Much has been written about the importance of candidate experience. But what is a good candidate experience? It comes down to only two things:
Communicate with candidates in a timely fashion
Treat each candidate as the unique human being they are, not as a stat in your pipeline
The most frustrating part of applying for a job is not hearing back from the employer. As many as 65% of candidates never hear from the employer after applying. An overwhelming majority of candidates get rejected during the hiring process and as many as 80% get declined immediately after submitting their resume. But turns out candidates would much rather know that they are not proceeding further than wait anxiously for news that never comes. Sharing disappointing news with people is hard, but it can pay in spades for employers: candidates who are kept up to date on where they stand are 3.5 times more likely to re-apply for another job at the same company. Given that it costs US employers up to $4,000 to make a single hire, getting more new applications from rejected candidates can pay off.
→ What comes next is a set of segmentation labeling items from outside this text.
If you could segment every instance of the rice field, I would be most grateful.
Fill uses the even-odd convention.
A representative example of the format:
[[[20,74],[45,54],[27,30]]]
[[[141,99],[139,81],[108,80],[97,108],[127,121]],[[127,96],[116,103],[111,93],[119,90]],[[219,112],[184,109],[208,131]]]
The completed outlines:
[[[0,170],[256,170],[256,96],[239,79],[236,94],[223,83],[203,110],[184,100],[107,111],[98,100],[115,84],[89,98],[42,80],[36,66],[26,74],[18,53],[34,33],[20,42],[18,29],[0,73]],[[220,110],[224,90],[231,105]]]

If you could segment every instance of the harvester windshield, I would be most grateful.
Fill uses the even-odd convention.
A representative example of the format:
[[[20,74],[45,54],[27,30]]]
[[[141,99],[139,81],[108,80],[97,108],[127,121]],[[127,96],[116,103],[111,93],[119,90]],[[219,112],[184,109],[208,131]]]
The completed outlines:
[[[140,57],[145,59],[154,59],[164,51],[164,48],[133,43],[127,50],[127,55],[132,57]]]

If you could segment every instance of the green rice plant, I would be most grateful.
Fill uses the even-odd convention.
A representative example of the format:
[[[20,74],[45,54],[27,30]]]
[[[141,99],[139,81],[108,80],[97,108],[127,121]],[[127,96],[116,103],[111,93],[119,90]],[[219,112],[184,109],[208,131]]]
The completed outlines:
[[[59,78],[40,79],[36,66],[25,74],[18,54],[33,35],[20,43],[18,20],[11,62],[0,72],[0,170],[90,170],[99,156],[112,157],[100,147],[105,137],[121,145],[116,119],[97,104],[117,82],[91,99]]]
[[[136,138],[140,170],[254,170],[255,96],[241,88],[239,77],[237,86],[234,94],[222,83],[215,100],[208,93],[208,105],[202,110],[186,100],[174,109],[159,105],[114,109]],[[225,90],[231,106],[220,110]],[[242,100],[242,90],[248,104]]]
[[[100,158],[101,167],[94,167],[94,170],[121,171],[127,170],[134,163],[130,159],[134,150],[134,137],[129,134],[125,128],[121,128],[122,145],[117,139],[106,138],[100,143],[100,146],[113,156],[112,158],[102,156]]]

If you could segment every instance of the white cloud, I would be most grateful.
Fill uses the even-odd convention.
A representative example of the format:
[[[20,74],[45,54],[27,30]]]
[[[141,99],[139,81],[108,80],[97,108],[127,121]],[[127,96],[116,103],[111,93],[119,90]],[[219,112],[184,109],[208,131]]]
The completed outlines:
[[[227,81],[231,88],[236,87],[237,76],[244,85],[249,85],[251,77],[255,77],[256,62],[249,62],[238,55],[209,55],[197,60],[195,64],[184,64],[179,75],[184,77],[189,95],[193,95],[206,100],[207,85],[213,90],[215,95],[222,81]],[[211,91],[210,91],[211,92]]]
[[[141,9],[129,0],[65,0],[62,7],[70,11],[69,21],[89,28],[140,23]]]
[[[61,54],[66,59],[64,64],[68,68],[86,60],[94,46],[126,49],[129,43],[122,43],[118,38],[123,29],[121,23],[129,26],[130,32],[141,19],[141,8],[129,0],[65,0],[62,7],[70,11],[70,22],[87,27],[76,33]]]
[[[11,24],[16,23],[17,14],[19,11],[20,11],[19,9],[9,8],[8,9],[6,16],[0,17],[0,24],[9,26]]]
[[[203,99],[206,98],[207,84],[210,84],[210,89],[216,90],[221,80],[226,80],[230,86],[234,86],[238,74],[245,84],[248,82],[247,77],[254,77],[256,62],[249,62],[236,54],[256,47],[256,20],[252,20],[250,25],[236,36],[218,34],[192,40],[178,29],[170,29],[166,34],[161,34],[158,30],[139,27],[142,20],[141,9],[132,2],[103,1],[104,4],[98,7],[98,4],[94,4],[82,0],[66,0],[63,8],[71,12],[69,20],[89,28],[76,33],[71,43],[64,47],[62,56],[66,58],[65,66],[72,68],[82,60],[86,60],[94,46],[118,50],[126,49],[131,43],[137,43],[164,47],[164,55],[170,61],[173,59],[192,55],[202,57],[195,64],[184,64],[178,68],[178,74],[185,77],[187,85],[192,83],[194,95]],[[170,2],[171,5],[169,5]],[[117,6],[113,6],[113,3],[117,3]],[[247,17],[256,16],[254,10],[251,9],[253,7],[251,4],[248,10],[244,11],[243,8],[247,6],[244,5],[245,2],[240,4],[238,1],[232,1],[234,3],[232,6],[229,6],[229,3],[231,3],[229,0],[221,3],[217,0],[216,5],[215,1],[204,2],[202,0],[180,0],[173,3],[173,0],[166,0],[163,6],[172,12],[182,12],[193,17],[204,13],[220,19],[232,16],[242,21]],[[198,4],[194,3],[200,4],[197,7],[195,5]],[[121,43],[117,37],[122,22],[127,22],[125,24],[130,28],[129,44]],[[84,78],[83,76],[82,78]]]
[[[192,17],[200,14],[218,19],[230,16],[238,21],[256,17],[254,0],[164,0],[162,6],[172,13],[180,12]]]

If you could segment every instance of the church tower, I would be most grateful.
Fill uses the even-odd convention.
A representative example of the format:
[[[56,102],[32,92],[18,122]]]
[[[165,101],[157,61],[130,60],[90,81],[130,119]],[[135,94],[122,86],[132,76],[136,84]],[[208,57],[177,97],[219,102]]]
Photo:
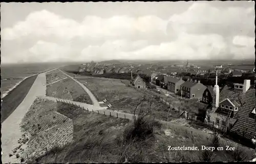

The second pillar of candidate experience is treating people as the unique human beings they are. It starts with proactive outreach to passive candidates. All too often recruiters indiscriminately spam thousands of passive candidates with irrelevant jobs. Recruiting is a numbers game but smaller number of targeted outreaches with higher response rate can net higher number of candidates without burning the recruiting bridge to the company. Recruiters can improve the candidate experience by humanizing communication. Many candidates are on the receiving end of impersonal, bureaucratic-sounding and disingenuous messages such as “we will keep your information on file.” Imagine the amount of goodwill you can create if you wrote to the candidate “we don’t think you’re a fit for this role but would love to stay in touch and plan to consider you for other roles.”